Polyploidy is an important mechanism of plant speciation that occurs in many angiosperms⁵ and leads to increased genetic diversity compared to their diploid progenitors. Initial polyploidy events were followed by successive paleopolyploidy or diploidization events to stabilize the newly expanded genomes. Paleopolyploidy or diploidization returns a polyploidy genome to a diploid-like state and is characterized by loss of duplicated genes, chromosomes, and repetitive DNA, gene silencing, and altered chromosome pairings.⁴^,⁵ The newly formed polyploids may experience rapid homeolog gene loss, genome reconstruction post-polyploidization, and altered patterns of gene expression.⁵ Retained diploid genes are less often duplicated due to cumulative losses of the homeologous copy in a duplicated gene pair. Consequently, some genes are consistently returned to singleton status, while others, such as those encoding TFs, are retained in duplicate.⁵^,⁵² Duplicated TF genes were commonly found in the H. syriacus genome, although 25% of these genes showed evidence of convergent evolution, and their copy numbers varied greatly.

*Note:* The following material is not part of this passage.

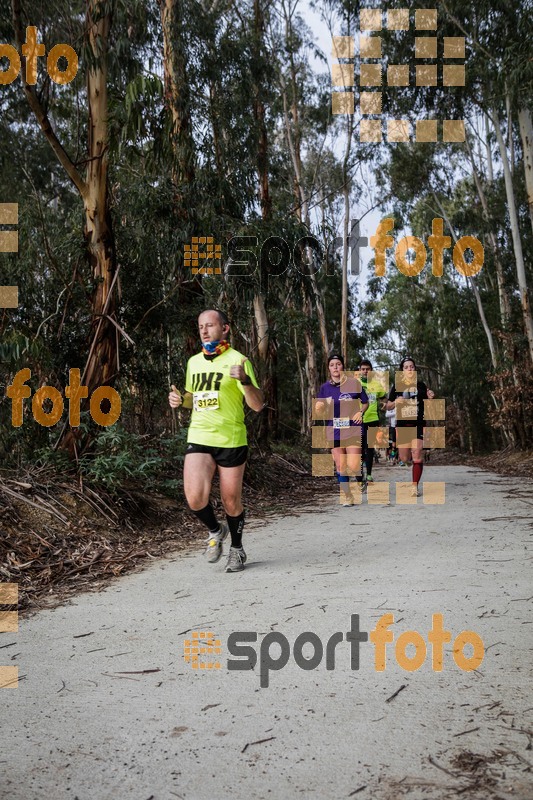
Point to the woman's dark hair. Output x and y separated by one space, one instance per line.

Our phylogenetic analysis of individual genes in H. syriacus also indicated that homeolog gene loss events and diploidization occurred after WGD. Recent studies have suggested that one duplicate gene may be more susceptible to loss than others,⁴ which could account for unequal gene dosage and corresponding phenotypic changes in H. syriacus.

The flowering phenotype of H. syriacus is characterized by multivoltinism, a long blooming period, and high blossom turnover. We found that the copy numbers of most flowering-related genes, such as GIGANTEA, CONSTANS, and ELF4 (but not FT), were higher in H. syriacus than in the diploid genomes of T. cacao, A. trichopoda, and A. thaliana. In addition, FAR1 genes, which modulate phytochrome A signaling by directly activating transcription of FHY1 and FHL and lead to accumulation of nuclear phytochrome A, were significantly increased in H. syriacus. FAR1 regulates the circadian clock, and its high copy number could directly affect the flowering phenotype of H. syriacus as seen in plants with spike inflorescence.

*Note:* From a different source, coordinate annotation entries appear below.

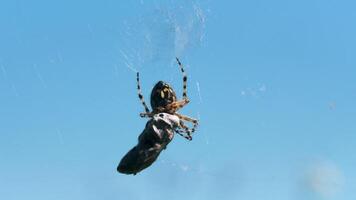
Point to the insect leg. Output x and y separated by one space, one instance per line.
140 96
186 118
177 105
184 129
184 79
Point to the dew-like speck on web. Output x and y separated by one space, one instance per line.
59 56
4 71
39 76
128 64
60 136
14 89
199 94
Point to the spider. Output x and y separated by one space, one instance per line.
164 100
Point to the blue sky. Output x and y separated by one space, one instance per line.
272 82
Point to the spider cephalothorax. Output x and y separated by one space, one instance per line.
162 95
164 100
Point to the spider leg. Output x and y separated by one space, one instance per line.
177 105
186 118
184 79
140 96
184 129
145 114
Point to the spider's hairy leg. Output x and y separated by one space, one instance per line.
185 130
186 118
184 79
177 105
149 114
140 96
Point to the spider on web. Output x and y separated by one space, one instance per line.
159 131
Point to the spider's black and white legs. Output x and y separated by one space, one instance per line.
188 119
140 96
185 97
184 131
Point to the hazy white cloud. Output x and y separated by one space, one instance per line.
325 179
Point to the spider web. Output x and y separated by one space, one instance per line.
150 42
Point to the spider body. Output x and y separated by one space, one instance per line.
162 95
159 131
164 100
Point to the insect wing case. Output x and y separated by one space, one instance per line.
158 133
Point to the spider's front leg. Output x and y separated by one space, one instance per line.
195 122
184 131
145 114
177 105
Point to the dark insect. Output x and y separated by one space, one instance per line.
159 131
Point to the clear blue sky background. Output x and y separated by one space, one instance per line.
273 83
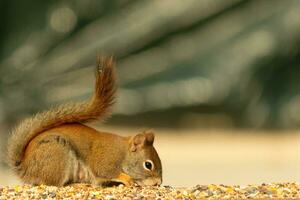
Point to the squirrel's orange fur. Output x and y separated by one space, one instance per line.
55 148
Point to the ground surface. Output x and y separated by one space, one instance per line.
265 191
230 157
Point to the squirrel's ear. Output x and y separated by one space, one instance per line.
140 140
149 138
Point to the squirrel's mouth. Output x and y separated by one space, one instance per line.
152 181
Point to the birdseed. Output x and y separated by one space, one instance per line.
212 191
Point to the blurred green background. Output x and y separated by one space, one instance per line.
232 63
181 64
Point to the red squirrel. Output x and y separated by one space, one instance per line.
55 147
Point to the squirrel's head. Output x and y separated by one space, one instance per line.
142 162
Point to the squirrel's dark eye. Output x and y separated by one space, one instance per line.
148 165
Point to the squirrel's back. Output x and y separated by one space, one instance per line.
98 107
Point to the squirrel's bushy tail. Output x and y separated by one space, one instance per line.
97 108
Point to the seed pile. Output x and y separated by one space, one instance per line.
81 191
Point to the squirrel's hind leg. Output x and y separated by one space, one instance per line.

The investigation of duplication event timing in H. syriacus genome showed that two recent WGDs occurred after speciation. In the past 50 million years, the average global temperature has been <20°C,⁵³ which is far below the optimal flowering temperature for H. syriacus. Lower temperatures, especially between 5 and 20 MYA, could have been an environmental suppressor of H. syriacus pollination that prompted polyploidization to overcome these unfavourable conditions and unreduced gamete formation.⁵ Furthermore, low temperatures could have exerted selective pressure on H. syriacus to extend its blooming period for increased chance of pollination.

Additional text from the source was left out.